Abstract

The roundabout is a typical changeable, interactive scenario in which automated vehicles should make adaptive and safe decisions. In this article, an optimization embedded reinforcement learning (OERL) is proposed to achieve adaptive decision-making under the roundabout. The promotion is the modified actor of the Actor-Critic framework, which embeds the model-based optimization method in reinforcement learning to explore continuous behaviors in action space directly. Therefore, the proposed method can determine the macroscale behavior (change lane or not) and medium-scale behaviors of desired acceleration and action time simultaneously with high sample efficiency. When scenarios change, medium-scale behaviors can be adjusted timely by the embedded direct search method, promoting the adaptability of decision-making.
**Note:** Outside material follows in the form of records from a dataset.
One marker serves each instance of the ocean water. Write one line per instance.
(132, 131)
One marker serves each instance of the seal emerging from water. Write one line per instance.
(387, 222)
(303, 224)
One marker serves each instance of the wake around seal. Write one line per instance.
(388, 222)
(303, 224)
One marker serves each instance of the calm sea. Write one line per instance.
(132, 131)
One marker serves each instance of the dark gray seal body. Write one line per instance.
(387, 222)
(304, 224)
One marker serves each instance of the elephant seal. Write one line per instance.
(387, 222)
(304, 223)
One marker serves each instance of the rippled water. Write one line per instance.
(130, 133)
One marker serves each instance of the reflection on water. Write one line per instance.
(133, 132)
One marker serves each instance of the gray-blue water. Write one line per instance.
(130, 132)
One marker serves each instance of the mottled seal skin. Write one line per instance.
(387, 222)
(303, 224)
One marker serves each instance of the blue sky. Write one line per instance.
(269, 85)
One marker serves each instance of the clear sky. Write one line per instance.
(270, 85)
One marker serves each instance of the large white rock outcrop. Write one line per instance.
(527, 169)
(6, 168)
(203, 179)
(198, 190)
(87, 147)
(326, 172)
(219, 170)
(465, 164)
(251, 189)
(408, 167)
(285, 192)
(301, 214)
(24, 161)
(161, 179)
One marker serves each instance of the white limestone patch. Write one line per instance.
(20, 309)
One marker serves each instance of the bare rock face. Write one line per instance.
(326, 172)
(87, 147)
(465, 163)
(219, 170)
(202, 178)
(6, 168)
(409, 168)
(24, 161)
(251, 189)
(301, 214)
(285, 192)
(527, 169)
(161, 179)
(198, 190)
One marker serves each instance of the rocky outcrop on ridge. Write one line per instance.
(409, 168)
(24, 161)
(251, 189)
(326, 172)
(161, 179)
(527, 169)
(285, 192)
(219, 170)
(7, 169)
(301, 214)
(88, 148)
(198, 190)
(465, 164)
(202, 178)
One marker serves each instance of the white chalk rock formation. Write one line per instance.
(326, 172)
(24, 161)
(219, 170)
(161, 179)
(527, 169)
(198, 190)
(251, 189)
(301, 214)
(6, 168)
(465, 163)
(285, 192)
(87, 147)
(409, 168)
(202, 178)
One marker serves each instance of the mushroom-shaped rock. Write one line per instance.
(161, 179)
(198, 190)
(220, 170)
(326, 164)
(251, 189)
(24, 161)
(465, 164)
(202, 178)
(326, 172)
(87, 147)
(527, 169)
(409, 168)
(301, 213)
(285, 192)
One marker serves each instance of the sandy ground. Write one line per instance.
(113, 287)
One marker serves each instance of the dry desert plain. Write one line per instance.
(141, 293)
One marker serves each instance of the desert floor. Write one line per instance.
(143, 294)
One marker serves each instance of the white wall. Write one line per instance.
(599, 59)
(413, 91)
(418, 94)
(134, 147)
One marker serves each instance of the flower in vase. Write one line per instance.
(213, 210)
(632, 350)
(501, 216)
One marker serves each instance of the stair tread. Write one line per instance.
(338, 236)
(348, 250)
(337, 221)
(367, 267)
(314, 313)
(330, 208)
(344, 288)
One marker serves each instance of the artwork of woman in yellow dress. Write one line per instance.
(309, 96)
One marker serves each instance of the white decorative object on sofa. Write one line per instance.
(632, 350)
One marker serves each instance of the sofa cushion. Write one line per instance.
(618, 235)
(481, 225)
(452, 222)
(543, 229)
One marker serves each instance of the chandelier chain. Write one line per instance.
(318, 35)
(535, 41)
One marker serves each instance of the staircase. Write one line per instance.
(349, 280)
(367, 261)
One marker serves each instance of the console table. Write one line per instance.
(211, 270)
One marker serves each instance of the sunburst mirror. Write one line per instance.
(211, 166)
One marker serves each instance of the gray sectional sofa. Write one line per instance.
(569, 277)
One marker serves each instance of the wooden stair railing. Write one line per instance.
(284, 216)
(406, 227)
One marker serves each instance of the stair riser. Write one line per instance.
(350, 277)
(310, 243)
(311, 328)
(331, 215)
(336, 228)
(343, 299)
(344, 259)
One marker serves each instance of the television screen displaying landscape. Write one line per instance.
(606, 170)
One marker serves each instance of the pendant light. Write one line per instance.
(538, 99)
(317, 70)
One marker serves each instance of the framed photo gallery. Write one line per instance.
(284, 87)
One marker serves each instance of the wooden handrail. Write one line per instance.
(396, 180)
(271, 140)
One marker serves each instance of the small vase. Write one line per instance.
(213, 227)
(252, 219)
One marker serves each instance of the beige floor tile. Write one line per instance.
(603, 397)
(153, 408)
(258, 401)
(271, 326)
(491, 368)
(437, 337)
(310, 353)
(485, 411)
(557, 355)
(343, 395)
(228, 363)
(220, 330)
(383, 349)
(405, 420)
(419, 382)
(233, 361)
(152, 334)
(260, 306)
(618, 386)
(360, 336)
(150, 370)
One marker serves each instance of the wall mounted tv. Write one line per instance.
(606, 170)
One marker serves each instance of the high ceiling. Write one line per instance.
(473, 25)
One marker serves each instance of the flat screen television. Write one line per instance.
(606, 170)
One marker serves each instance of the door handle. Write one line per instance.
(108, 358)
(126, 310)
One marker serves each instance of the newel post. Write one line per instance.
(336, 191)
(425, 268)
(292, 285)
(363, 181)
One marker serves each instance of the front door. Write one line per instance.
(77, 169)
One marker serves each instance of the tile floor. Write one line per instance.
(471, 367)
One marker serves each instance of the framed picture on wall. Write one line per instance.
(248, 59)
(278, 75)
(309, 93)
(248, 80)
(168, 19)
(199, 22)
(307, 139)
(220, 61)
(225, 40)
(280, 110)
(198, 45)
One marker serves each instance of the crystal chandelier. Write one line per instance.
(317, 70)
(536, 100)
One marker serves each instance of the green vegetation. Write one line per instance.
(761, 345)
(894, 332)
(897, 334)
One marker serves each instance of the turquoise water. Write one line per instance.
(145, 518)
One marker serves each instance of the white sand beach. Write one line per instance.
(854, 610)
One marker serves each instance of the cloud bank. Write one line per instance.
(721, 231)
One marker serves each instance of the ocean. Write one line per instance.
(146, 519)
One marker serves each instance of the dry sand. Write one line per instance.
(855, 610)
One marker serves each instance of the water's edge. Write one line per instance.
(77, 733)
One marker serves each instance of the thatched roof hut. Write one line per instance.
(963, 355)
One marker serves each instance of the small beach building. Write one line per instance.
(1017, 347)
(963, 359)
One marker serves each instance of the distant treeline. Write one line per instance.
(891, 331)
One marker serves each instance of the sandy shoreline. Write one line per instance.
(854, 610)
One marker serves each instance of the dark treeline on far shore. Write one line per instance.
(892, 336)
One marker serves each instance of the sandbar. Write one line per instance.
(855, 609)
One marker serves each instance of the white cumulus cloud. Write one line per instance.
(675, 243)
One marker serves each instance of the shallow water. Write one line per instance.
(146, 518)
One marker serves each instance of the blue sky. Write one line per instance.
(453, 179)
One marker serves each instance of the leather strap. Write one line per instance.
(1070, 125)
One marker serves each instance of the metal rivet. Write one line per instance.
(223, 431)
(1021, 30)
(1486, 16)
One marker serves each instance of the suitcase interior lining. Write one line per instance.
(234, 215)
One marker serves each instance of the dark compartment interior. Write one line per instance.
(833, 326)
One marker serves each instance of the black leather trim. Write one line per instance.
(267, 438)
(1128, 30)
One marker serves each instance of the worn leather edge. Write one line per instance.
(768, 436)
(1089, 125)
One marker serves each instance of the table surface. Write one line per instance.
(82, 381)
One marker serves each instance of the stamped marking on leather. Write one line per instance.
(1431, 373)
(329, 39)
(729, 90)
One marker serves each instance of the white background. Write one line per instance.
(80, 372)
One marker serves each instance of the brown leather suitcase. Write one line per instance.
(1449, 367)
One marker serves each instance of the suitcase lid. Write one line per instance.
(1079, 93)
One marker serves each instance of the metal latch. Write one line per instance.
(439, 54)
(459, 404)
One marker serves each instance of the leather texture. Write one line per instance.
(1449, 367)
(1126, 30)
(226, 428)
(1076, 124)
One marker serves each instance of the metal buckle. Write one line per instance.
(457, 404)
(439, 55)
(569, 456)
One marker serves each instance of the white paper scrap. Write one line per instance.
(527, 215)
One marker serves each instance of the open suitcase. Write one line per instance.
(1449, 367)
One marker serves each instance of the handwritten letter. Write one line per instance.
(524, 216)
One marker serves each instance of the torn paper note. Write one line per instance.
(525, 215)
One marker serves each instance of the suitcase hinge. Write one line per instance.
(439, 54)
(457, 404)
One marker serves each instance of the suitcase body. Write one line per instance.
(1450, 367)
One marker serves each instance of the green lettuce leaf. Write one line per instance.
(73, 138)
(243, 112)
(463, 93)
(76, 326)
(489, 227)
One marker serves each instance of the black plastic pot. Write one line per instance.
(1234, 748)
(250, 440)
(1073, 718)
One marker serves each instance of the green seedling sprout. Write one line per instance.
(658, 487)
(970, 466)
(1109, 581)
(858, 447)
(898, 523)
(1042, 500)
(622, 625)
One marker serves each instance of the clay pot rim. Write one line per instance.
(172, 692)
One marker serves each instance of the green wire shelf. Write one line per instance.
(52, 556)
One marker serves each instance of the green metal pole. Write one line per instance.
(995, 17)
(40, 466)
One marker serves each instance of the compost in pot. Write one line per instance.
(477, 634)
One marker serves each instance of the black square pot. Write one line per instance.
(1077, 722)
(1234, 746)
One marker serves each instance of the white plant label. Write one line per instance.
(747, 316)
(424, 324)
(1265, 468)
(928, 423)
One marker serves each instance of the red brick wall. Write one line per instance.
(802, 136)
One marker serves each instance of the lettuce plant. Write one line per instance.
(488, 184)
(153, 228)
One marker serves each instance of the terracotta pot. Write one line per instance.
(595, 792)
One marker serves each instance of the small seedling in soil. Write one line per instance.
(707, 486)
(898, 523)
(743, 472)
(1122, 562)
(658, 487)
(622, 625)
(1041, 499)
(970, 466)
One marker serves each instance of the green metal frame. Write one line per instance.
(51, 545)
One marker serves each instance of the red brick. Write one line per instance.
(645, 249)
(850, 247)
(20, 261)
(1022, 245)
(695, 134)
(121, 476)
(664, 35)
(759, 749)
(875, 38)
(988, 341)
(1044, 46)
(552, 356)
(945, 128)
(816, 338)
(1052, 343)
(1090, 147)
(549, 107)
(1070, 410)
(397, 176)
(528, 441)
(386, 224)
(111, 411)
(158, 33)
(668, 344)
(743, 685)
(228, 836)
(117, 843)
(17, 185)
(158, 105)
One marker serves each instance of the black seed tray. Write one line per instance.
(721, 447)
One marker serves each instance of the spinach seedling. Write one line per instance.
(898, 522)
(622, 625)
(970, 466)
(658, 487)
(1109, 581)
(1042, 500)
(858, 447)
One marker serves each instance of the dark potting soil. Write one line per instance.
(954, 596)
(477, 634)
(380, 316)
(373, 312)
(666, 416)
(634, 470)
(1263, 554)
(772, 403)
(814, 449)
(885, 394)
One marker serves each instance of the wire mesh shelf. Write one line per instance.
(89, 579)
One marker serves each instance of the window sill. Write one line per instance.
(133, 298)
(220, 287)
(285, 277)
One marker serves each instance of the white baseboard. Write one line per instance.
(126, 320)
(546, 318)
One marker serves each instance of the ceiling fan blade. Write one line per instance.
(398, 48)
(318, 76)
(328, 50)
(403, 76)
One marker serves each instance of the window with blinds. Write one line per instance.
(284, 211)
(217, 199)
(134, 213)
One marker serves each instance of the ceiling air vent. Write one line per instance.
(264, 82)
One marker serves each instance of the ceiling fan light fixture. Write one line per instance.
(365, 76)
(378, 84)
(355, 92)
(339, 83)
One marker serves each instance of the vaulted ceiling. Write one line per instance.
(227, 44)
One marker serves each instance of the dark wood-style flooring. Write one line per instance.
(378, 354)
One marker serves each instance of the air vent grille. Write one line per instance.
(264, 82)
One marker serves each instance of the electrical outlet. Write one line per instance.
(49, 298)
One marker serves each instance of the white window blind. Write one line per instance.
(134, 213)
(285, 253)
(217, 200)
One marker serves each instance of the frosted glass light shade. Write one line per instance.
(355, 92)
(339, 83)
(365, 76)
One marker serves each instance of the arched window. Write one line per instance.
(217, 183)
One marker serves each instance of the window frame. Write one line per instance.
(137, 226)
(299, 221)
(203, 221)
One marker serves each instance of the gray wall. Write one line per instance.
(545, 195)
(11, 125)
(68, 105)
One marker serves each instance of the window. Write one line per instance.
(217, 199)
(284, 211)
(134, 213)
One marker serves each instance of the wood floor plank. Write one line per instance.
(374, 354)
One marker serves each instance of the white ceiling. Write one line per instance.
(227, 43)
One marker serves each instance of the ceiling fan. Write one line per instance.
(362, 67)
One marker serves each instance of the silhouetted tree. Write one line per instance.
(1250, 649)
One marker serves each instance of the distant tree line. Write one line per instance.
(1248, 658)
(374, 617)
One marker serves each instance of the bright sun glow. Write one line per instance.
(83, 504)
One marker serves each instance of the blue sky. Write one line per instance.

More notably, the modified actor matches human drivers' behaviors, macroscale behavior captures the human mind's jump, and medium-scale behaviors are preferentially adjusted through driving skills. To enable the agent adapts to different types of the roundabout, task representation is designed to restructure the policy network. In experiments, the algorithm efficiency and the learned driving strategy are compared with decision-making containing macroscale behavior and constant medium-scale behaviors of the desired acceleration and action time. To investigate the adaptability, the performance under an untrained type of roundabout and two more dangerous situations are simulated to verify that the proposed method changes the decisions with changeable scenarios accordingly. The results show that the proposed method has high algorithm efficiency and better system performance.